When dealing with advocating with the schools about my son (when he was young) whose anxiety came out sideways (looked like anger, or sometimes a bazillion questions, in the beginning stages until he was completely unglued), I was lucky (?) because I had specific things that caused anxiety attacks. Bathrooms (flushing), elevators, changes in routine without warning, etc.

So in our meeting we first tackled the very specific triggers and I shared what worked and what I specifically didn't want them to do. Like there is no elevator in the school but if for some reason they were on a field trip and there was an elevator...this is the protocol for handling it. (That never came up but in discussing it I could go over what anxiety looked like in him, what our psychologist's and family plan for handling it was). So then we moved over to bathroom which was going to occur at school. Signs, symptoms, plan of action. What not to do. Then we moved on to change of plans/schedule unexpected. By this time they were getting the picture of what it looked like in the beginning stages and where it could end up if not handled correctly.

That was the list of specific anxiety triggers.

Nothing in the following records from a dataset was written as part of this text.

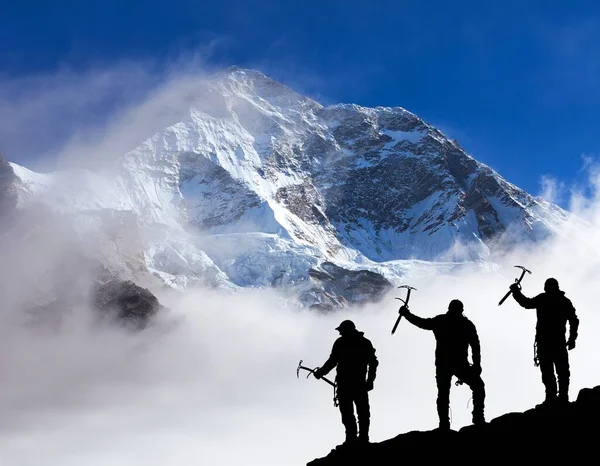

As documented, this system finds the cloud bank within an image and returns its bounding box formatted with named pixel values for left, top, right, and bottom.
left=0, top=62, right=600, bottom=466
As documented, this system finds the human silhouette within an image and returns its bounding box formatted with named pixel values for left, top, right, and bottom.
left=400, top=299, right=485, bottom=430
left=314, top=320, right=379, bottom=446
left=510, top=278, right=579, bottom=406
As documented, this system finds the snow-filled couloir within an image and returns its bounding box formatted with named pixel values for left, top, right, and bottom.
left=0, top=68, right=588, bottom=306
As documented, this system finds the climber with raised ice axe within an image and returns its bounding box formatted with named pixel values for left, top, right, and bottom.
left=510, top=278, right=579, bottom=407
left=399, top=299, right=485, bottom=430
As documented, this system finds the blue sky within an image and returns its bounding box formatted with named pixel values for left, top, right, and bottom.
left=0, top=0, right=600, bottom=206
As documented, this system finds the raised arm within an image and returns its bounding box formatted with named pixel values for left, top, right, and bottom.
left=400, top=306, right=434, bottom=330
left=367, top=341, right=379, bottom=387
left=469, top=323, right=481, bottom=371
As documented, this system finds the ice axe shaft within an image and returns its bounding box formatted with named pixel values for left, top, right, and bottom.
left=392, top=285, right=416, bottom=335
left=498, top=265, right=531, bottom=306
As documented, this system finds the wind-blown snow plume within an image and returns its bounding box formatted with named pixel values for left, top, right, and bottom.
left=0, top=62, right=600, bottom=466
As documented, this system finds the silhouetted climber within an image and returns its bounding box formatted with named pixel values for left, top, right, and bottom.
left=314, top=320, right=379, bottom=446
left=400, top=299, right=485, bottom=430
left=510, top=278, right=579, bottom=406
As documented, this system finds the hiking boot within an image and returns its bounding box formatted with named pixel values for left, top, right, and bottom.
left=473, top=416, right=486, bottom=426
left=358, top=434, right=370, bottom=445
left=536, top=397, right=558, bottom=408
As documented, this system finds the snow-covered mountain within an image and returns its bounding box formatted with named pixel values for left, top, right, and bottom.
left=0, top=68, right=588, bottom=305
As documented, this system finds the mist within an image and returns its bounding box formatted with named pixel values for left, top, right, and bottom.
left=0, top=62, right=600, bottom=466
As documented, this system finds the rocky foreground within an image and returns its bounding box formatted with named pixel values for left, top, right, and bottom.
left=307, top=386, right=600, bottom=466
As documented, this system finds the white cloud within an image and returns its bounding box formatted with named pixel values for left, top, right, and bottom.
left=0, top=62, right=600, bottom=466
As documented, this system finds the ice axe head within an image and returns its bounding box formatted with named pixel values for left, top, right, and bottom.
left=396, top=285, right=416, bottom=306
left=515, top=265, right=531, bottom=283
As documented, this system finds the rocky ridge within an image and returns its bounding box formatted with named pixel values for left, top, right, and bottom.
left=306, top=386, right=600, bottom=466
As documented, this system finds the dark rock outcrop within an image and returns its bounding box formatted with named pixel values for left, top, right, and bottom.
left=92, top=278, right=162, bottom=330
left=301, top=261, right=392, bottom=310
left=0, top=154, right=18, bottom=229
left=307, top=386, right=600, bottom=466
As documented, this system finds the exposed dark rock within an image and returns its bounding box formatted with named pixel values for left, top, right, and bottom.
left=301, top=262, right=392, bottom=310
left=307, top=386, right=600, bottom=466
left=92, top=278, right=162, bottom=329
left=0, top=154, right=18, bottom=229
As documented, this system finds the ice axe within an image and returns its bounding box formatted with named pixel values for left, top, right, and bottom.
left=296, top=359, right=338, bottom=406
left=392, top=285, right=416, bottom=335
left=498, top=265, right=531, bottom=306
left=296, top=359, right=335, bottom=387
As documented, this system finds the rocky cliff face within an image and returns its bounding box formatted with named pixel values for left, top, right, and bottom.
left=0, top=68, right=584, bottom=307
left=307, top=386, right=600, bottom=466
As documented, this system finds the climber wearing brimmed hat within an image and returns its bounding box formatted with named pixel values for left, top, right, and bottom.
left=400, top=299, right=485, bottom=430
left=314, top=320, right=379, bottom=445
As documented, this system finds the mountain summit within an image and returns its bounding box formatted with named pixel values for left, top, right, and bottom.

Then I explained to them that he also had just low level general anxiety going 24/7 and it didn't take much to push him over the edge. Really it was a bucket thing...he could look fine but that one drop added to his bucket could cause a flood. I really just asked that if I emailed and said we were going on hour 3 of anxiety attack/melt down and that I was calling an end to homework for that day...that they not penalize him academically for his disability and to give him time to regroup and try again and turn it in late. MOST of his attacks happened at home. That was one of the problems in that they didn't witness the worst of it. (but luckily his classmates didn't either so he was never stigmatized by his actions...sometimes he was grumpier than necessary in the first stages of his anxiety but kids could understand a random bad mood).

Anyway...I hope something in there helps.